Ich stellte mein Glas ab.
»Was?«
Ben überreichte mir die
Fotokopie eines Briefs. Ich sah sie mir an. Ein Brief, der in Secretary
Hand geschrieben war.
Ben lächelte. »In
der Folger-Bibliothek waren sie sehr hilfsbereit, nachdem sie ihre Sachen
zurückbekommen hatten. Sie haben mir sogar beigebracht, jakobäische
Handschriften zu lesen.«
»Und dort hast du das
hier gefunden?«
Er schüttelte den Kopf.
»In einer Privatsammlung«, sagte er vage. »Es ist ein
Brief von Lancelot Andrewes, dem Dekan von Westminster und Bischof von
Chichester, an einen Freund im November 1607. Ein lustiger Name für
einen Bischof - Lancelot.«
Mehr verriet er nicht, und so
begann ich selbst zu lesen. Hauptsächlich ging es um das
Katholikenproblem in Warwickshire. Doch ein Absatz machte mich stutzig.

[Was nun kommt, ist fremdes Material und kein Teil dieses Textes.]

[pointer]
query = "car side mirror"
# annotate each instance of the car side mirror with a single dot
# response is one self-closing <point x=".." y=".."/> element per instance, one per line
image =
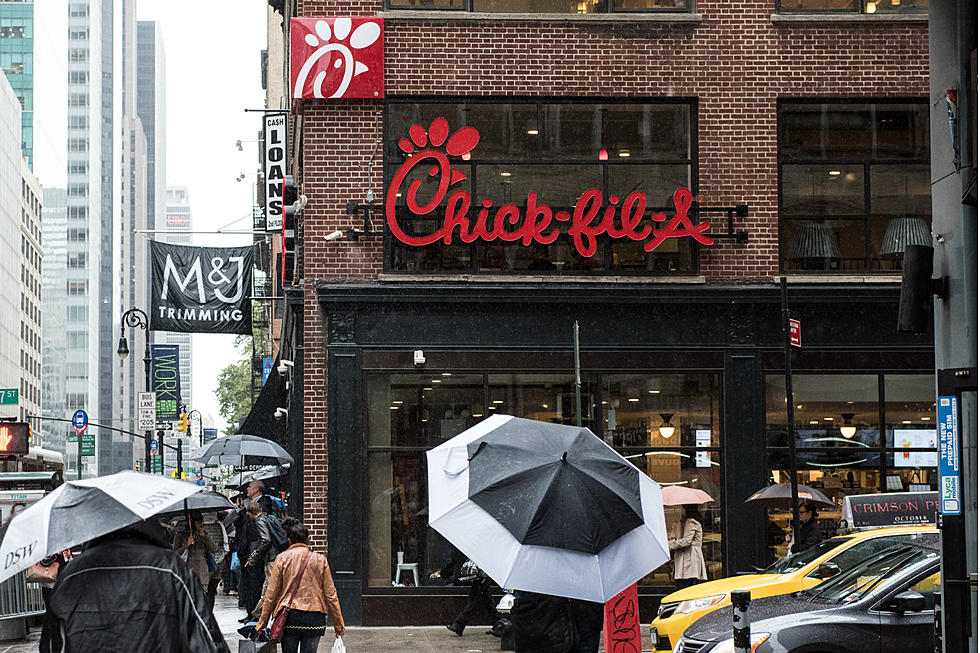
<point x="827" y="570"/>
<point x="907" y="601"/>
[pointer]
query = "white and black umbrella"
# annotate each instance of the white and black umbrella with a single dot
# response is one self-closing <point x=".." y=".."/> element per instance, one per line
<point x="546" y="508"/>
<point x="242" y="450"/>
<point x="79" y="511"/>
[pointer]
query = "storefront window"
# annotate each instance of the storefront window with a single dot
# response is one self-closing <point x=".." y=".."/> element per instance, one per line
<point x="854" y="185"/>
<point x="666" y="424"/>
<point x="554" y="153"/>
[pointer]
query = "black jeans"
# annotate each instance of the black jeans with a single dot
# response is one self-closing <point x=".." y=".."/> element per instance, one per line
<point x="296" y="643"/>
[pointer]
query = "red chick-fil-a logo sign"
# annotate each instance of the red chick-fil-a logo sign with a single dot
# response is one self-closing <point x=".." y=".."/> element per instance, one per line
<point x="336" y="57"/>
<point x="589" y="219"/>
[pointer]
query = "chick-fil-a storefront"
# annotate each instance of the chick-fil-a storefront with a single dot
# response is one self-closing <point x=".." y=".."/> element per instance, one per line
<point x="505" y="222"/>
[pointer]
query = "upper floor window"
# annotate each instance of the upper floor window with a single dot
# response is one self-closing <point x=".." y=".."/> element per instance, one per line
<point x="853" y="184"/>
<point x="853" y="6"/>
<point x="547" y="6"/>
<point x="537" y="162"/>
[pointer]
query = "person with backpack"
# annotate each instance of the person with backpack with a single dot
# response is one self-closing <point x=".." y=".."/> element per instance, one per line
<point x="271" y="542"/>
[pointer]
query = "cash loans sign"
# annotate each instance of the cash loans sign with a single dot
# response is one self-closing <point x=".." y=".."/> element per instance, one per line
<point x="535" y="223"/>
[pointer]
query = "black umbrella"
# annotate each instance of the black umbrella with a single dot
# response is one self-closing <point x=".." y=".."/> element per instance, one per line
<point x="780" y="496"/>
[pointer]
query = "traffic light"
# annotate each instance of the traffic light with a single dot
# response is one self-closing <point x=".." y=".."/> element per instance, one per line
<point x="290" y="193"/>
<point x="15" y="438"/>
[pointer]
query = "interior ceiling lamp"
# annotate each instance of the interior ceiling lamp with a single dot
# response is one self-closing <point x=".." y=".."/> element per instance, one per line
<point x="901" y="233"/>
<point x="815" y="240"/>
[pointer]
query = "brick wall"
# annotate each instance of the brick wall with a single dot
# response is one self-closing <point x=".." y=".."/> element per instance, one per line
<point x="736" y="62"/>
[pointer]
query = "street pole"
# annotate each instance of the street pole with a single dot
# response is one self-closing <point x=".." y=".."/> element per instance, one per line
<point x="790" y="430"/>
<point x="136" y="318"/>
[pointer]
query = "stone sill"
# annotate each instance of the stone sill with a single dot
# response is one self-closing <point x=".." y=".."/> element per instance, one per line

Der Bischof erwähnte den Rektor des Emmanuel College in Cambridge,
Laurence Chaderton, und die eben fertiggestellte Übersetzung des
Psalters für die Bibel des Königs. Chaderton war einer der
wenigen Puritaner, die an dem Projekt mitwirkten; der Psalter war seinem
Komitee zugeteilt.
Wie der Bischof seinem Freund
schrieb, hatte Chaderton einen erbitterten Beschwerdebrief verfasst, in
dem er beklagte, der König habe die sorgfältige Übersetzung
des Psalters durch sein Komitee genommen und einem Haufen Dichter
vorgeworfen. Zum Aufpolieren, wie der Bischof Chadertons entrüstete
Worte zitierte - als stünde dichterische Politur im levitischen Sündenregister
mehrere Stufen unter Masturbation, Sodomie und Hexerei. Bischof Lancelot
hatte Chaderton zu beruhigen versucht. Den Dichtern sei es verboten, die
Übersetzung zu verpfuschen - doch was Rhythmus und Klang anging, müsse
er dem König recht geben. Die Psalmen sollten Lieder sein, in der
Übersetzung jedoch hatten sie wie Predigten geklungen. Staubtrockene
Predigten. Auch der König und der Bischof seien für eine
korrekte Übersetzung, aber es spreche nichts dagegen, dass diese
angenehm im Ohr klingen dürfe.
Anscheinend ließ sich
Chaderton nicht so leicht besänftigen und erhob eine weitere Anklage:
Sie haben ihr Werk signiert.
Das, schrieb der Bischof, wäre
tatsächlich Blasphemie gewesen, wenn es wahr wäre, doch er habe
den ganzen Psalter durchgeblättert und keinen Hinweis auf eine
Signatur gefunden. Chaderton, klagte er, wäre besser dran, sich um
die Bücher zu kümmern, deren Übersetzung noch ausstünde,
statt Unsinn über jene zu verbreiten, die bereits fertig waren. Falls
der lästige Rektor nicht diskret sein sollte, säße ihm,
dem Bischof, der König im Nacken und würde die Politur am Ende
selbst übernehmen. Bei den Dichtern stünde es ihm wenigstens
frei, etwas allzu Grauenhaftes abzulehnen.